Nymph tick maintenance & transportation

  • Date: July 12, 2021
  • Draft: Brian Sulkow
  • Consultation: Jose Filipe G T Cabral De Azevedo [UTHSC]


  • Flask made of glass or non-porous plastic
  • Plaster of Paris
  • Dropper/pipette
  • Nylon mesh with holes small enough so that ticks don’t escape
  • Rubber bands
  • Tweezers
  • Sterile water
  • Clean paper towels
  • Ziploc bags
  • Packaging material & box for shipping


  • When at your home, ticks are kept at room temperature, in a room with natural light, but out of direct sunlight.
  • Avoid the use of ice packs, which cause condensation and flooding of the vials
  • Avoid bacterial growth in tick containers:
    • Wear Gloves or Wash hands thoroughly.
    • Sterile water- use sterile water (boil water for 5 mins, let cool, store in a sterile jar).
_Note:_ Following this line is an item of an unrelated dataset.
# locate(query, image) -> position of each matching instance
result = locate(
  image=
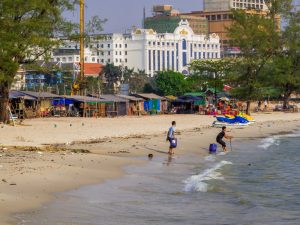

Use bottled water.
    • Sterile (enough) paper towels- open a new roll of paper towels.


  1. Prepare tick vials with Plaster of Paris
    1. Use directions on the Plaster of Paris (PP) package to prepare an appropriate amount.
    2. Transfer wet PP to a vial: fill 1/8 to ¼ of an empty vial, from the base up, with wet PP. Note: Avoid getting PP on the walls of the vial above the mark you filled it to.
    3. Allow PP to dry: drying time for PP is 30 minutes to 2 hours. Ticks are put into the vial only after PP dries. Note-drying time differs from curing time.
    4. Drops of Water: Using a dropper prior to transferring ticks to a vial, put 2-3 drops (pipette 1.5 tips) of sterile water on the PP in the vial.
  2. Transfers ticks and cover the vial
    1. Using tweezers, transfer up to 30 ticks into a vial prepared with PP.
    2. Cover vial with mesh gauze: When ticks are transferred, cover the vial nylon mesh. Fasten mesh over the vial with a rubber band.
    3. Cuts in the mesh: Make cuts in the cap to allow air flow
  3. Transfer vials with ticks to a zip-lock bag
    1. Avoid suffocation: Vials should be placed upright into the Ziploc bag. To reduce the chance of suffocating the ticks, place vials in such a way that the mesh on top is not covered by the plastic walls of the zip-lock bag.
    2. Size of towel: From a larger paper towel, cut out a 2”x2” square. Fold the square a few times.
    3. Water on the towel: Add 0.5 ml of sterile water to the folded square.
    4. Towel placement: Place the towel to the Ziploc bags with the ticks. To reduce the chances of suffocating ticks, do not place the towel on mesh covers for vials, rather place the towel on side of the bag or the bottom of the bag.
  4. Packaging
    1. Take air out of the bag: Take most of the air out of the bag and close the Ziploc bag. To avoid suffocation, during this process do not let the walls of the bag cover the mesh tops of the vials.
    2. Before sending: Keep the closed Ziploc bag at room temperature, in a place with natural light, but out of direct sunlight.
    3. Boxing: In the late afternoon, when you are ready to take the Ziplock bags to FedEx, put the prepared Ziplock bags in a box. To avoid breaking vials when shipping, surround the Ziplock bag with packaging materials.
    4. Over Night Shipping Instruction: To lessen the likelihood of ticks being subject to extreme heat during shipping, bring boxed ticks to a Fed-Ex shipping center in the late afternoon. Arrange for next day delivery, before noon. Use the “First O/N” option.